The Final Degree Project of a Master's student in Naval and Oceanic Engineering at the Polytechnic University of Cartagena (UPCT) can solve one of the environmental impacts of cruise tourism, the emission of polluting gases while ships are moored in the ports, one of the reasons why environmental groups have asked to limit this type of traffic in Palma de Mallorca.
Natalia García Esquiva finished her studies at the UPCT with a job in which she proposed installing wind turbines and photovoltaic systems in the vicinity of the Escombreras dock to provide power to the ships while they are docked at the Port of Cartagena.
There are currently 28 ports in the world that supply electricity to the ships docked, but none in Spain.
The proposal of the Polytechnic is that the energy comes from renewable sources, to minimize the carbon footprint.
The environmental benefits in air quality that would be achieved by avoiding the use of motors with the proposal of their work earned the student the award for the best Master's Thesis awarded by the Interuniversity Chair of the Environment Port Authority of Cartagena - Campus Mare Nostrum.
The TFM, published in the Academic Repository of the UPCT and directed by Jerónimo Esteve Pérez and José Enrique Gutiérrez Romero, concludes, after studying the energy needs of the ships that have arrived at the port of Cartagena during the last 7 years, that the installation combined of eleven wind turbines and a photovoltaic plant could be able to supply 14,600 kilowatts of power, eliminating 10,500 annual tons of CO2 emitted by the auxiliary engines of the ships while they remain docked in the Port of Cartagena.
"It's an amount equivalent to the carbon dioxide generated by 6,100 cars a year," exemplified the author.
The research group in Naval Technology of the Polytechnic has directed other projects on cruise ship emissions and is currently simulating with high power processors the navigation of these ships in different sea situations to calculate optimal and environmentally more sustainable speeds.
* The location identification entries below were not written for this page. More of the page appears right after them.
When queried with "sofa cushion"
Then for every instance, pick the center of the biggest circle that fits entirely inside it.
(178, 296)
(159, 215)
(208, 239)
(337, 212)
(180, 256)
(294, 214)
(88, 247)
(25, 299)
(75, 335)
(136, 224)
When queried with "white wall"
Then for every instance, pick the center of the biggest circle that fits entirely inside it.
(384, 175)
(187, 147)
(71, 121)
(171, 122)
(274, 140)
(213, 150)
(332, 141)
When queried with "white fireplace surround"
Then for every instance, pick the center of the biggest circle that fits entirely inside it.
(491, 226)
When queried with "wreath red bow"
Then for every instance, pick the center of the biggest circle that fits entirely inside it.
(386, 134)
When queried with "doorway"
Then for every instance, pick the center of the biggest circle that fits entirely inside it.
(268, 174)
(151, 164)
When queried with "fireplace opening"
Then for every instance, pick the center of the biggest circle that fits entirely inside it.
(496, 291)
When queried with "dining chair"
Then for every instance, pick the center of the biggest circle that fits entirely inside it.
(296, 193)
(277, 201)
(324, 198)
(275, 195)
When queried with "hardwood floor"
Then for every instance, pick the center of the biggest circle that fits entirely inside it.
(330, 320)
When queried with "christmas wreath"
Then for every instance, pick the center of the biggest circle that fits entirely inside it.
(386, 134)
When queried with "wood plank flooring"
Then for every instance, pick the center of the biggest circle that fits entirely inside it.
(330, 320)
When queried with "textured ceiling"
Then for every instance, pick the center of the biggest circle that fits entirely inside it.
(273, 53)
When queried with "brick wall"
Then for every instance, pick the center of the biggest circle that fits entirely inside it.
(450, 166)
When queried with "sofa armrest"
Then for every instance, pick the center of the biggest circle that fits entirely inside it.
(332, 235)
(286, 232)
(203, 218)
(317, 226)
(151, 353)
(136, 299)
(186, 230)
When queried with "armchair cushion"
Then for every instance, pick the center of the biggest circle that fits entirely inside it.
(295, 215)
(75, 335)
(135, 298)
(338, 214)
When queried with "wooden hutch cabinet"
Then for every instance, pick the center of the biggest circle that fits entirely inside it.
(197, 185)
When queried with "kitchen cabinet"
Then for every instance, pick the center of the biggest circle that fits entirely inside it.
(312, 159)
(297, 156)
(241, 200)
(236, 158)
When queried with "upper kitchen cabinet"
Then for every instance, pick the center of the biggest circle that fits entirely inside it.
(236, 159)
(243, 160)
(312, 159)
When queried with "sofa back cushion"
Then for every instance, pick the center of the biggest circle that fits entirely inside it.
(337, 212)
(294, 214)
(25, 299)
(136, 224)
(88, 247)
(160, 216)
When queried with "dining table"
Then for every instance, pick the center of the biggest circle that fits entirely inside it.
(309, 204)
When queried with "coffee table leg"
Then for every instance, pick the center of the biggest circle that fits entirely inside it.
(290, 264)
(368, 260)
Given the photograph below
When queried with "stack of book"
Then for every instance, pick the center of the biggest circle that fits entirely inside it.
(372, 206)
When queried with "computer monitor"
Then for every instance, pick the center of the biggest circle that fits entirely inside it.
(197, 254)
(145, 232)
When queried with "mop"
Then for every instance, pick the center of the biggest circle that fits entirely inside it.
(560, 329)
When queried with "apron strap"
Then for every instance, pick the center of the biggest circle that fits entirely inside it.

In parallel, researchers of the area of ​​Technologies of the Environment of the UPCT are carrying out this year a project of the Chair of the Port Authority to study the air pollution generated by the cruise ships that dock in Cartagena.
Previously, this Chair has also financed studies of the Polytechnic on submarine noise and marine pollution in the largest port of the Region of Murcia.